He saw a man coming toward them, and while he seemed normal enough, something about him made Matthias thrust Jessa behind him. “She is not for you.”

“I know you.” The man shuffled forward and then straightened as he studied Matthias. “You’re the man she hired to cut me.”

He peered at Lawson’s face. “She did not hire me. I came to her aid.”

“I know what she had you do. She told you to cripple me.” The thing cocked its head. “Do you know they were going to put me down? Kill me, just because I’d been injured on the job. That wasn’t covered in the employee benefits package. I never saw a single paragraph on reasons employees will be terminated permanently.”
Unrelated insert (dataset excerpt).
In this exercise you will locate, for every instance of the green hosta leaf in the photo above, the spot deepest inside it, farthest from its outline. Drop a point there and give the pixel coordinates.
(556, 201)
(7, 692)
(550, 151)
Matthias knew then that Lawson was crazy. His training also told him he was no match for him, not unarmed and trying to protect his woman.

“Stay close to me,” he said to Jessa before he looked up to the sky and drew on the power inside him.

Lightning flashed, illuminating for a few seconds the face of the thing. Matthias recognized the features as Lawson’s, but when he looked into its solid black eyes, all he saw were the depths of hell.

The clouds swelled full and ugly, and tiny drops of water and larger pellets of ice began to fall all around them. Lawson skewed his head to one side and yowled as a chunk of hail bounced off his head. Nothing touched Matthias or Jessa.

“Why isn’t it hitting you?” Lawson demanded, covering his head with his hands.

“The rain belongs to me. So does the woman.” Matthias lifted his eyes once more and sent out his power. An instant later a torrential flood of water came crashing down around them.

Matthias seized Jessa’s hand and pulled her with him as he ran from the thing in the alley and into the blinding rain. Only his sense of the ground beneath his feet led him back to the stairwell to the upper street level. He could feel the thing coming up fast behind them, and stopped only long enough to scoop Jessa into his arms before he mounted the stairs.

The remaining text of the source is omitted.